Note: Browsing remote/network directories will be sloooooooow if you enable thumbnails for remote drives.

Reconnecting a bluetooth mouse in Linux Mint upon reboot

Logitech Ultrathin Mouse

I use a bluetooth mouse with my laptop (never could understand manufacturers pushing their proprietary USB wireless peripherals – why take up a USB port when all laptops have bluetooth built-in). When I installed Linux Mint (version 17.3) it has connected to my mouse just fine and I was able to use it with no issues. However the OS would never reconnect with the mouse upon reboot which is a hassle – you have to remove/add the device every time. Clearly not the way to go.

This is what I’ve done to get the OS remember the mouse and it’s settings.

  1. Put your mouse in a discoverable state (there is usually a button on the mouse somewhere for this)
  2. Open terminal and run the following command that should give you a MAC address for your mouse:
    hcitool scan
  3. Once you’ve obtained your mouse MAC address (should look like XX:XX:XX:XX:XX:XX), run the following in terminal:
    bluez-simple-agent hci0 XX:XX:XX:XX:XX:XX
    bluez-test-device trusted XX:XX:XX:XX:XX:XX yes
    bluez-test-input connect XX:XX:XX:XX:XX:XX

Now you should be good to go.

SSD drives and Linux

Sandisk SSD

Here is what I’ve done on my laptop to ensure better longevity of my shiny new SSD. The idea is to minimize write unnecessary write actions on the drive to prolong it’s life. For this I’ve followed few different sources, with one of them being the most specific and prescriptive.

  1. Ensure that your drive is set to AHCI in your computer BIOS
  2. When installing, use ETX4 filesystem as it seems to be best for SSD support.

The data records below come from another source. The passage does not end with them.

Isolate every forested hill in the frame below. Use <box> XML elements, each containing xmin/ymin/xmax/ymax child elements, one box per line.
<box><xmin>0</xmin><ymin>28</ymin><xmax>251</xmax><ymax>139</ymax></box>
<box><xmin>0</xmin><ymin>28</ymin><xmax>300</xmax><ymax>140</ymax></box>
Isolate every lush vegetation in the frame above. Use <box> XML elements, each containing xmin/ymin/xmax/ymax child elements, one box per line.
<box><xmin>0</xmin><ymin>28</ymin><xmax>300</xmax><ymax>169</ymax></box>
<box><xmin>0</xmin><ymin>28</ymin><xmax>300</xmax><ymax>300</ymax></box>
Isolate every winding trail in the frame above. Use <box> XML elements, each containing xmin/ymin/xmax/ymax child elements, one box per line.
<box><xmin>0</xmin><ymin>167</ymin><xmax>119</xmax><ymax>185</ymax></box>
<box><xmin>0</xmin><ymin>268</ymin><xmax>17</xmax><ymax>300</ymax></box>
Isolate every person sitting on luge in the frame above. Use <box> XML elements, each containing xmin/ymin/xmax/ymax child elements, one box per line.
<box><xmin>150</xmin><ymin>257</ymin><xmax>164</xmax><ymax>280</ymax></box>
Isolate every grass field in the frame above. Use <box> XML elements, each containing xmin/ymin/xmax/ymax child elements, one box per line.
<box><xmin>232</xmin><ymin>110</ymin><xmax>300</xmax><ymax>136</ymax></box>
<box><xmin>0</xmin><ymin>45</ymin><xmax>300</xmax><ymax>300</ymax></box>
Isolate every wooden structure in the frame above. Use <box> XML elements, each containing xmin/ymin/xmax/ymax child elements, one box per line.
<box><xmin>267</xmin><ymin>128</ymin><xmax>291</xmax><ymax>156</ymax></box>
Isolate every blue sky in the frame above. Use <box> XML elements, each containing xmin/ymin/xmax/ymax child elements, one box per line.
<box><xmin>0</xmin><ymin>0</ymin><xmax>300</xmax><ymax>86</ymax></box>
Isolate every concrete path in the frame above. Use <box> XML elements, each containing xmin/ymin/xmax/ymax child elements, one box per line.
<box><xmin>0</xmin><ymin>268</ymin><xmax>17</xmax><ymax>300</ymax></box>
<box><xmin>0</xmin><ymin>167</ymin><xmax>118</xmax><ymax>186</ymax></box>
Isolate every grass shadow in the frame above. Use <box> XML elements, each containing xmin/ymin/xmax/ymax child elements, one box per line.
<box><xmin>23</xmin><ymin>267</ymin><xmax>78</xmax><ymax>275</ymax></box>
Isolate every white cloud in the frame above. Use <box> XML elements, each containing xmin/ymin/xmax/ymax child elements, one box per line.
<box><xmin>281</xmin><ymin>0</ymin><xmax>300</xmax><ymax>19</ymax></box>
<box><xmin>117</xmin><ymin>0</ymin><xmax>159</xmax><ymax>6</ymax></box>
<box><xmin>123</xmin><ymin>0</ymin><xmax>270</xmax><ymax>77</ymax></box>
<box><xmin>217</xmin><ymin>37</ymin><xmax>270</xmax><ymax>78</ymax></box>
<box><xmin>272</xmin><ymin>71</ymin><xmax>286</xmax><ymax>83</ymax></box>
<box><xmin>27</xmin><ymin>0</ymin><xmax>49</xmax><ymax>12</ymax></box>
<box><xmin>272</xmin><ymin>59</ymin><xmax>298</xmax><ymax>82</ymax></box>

This is a journaling filesystem which does incur some extra write but apparently not by much. It provides greater safety for your data, so it is worth just going with it.
  3. Disable “access time stamp” that the OS sets on files by default upon their access.
    • Open fstab file for editing (as a sudo). In Terminal type the following (you will be prompted for password once you hit Enter):
      gksu gedit /etc/fstab
    • Add noatime to each partition in that file except for swap and boot (the following is all one line):
      UUID=55ae6f33-5075-465a-b225-6f8a9d9787e7 /               ext4    noatime,errors=remount-ro 0       1
  4. Enable trim command to be executed upon system boot (good for laptops)
    • Open rc.local file for editing (as a sudo). In Terminal type the following (you will be prompted for password once you hit Enter):
      gksu gedit /etc/rc.local
    • Add fstrim command for each partition in that file except for swap and boot and make sure that you add these lines before exit 0:
      fstrim /
      fstrim /home
  5. Disable weekly trim action that is configured by the OS automatically by moving cron job configuration file:
    sudo mv -v /etc/cron.weekly/fstrim /fstrim.disabled_weekly_cron
  6. Limit swap partition wear:
    • Open sysctl.conf file for editing (as a sudo). In Terminal type the following (you will be prompted for password once you hit Enter):
      gksudo gedit /etc/sysctl.conf
    • Add the following line into the file:
      vm.swappiness=1
  7. Limit Firefox caching on disk
    • Open Advanced category of Firefox Preferences (accessed via Firefox menu)
    • Click on Network tab
    • Check “Override automatic cache management” in Cached Web Content section
    • Set “Limit” to 0
  8. Disable hibernation as that will write a lot of data on the drive every time you hibernate the computer. Maybe go without it if you can.